Abstracts
High-throughput CGMD simulations enable proteome-wide identification of lipid scramblases in yeast
Presenting author: Cristian Rocha Roa
Fribourg University, Fribourg, Switzerland, Department of Biology, Chemin du Musée 10, 1700 Fribourg [CH], cristian.rocharoa@unifr.ch
Author(s):
Cristian Rocha Roa, Stefano Vanni
Membrane proteins constitute nearly a quarter of the proteins encoded in most organisms, representing approximately 50% of the cell membrane mass. Therefore, lipid-protein interactions are crucial for many cellular processes, and lipid transport between organelles is essential for cellular homeostasis. It has been demonstrated that lipid transport proteins team-up with lipid scramblase proteins. This protein-protein complex is proposed to be required for processes such as membrane expansion, e.g. autophagosome biogenesis.
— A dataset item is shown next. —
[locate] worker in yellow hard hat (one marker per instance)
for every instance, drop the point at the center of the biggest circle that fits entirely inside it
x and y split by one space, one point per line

Using coarse-grained molecular dynamics simulations of predicted structures from AlphaFold2 for the yeast S. cerevisiae, we have identified several previously unknown putative lipid scramblase proteins. As a consequence of the presence of these new putative scramblases, our results suggest that cell membranes are more dynamic than previously thought. They provide an initial framework for understanding how the cell regulates its lipid membrane and open the door to new interpretations of previous gaps in lipid-mediated processes.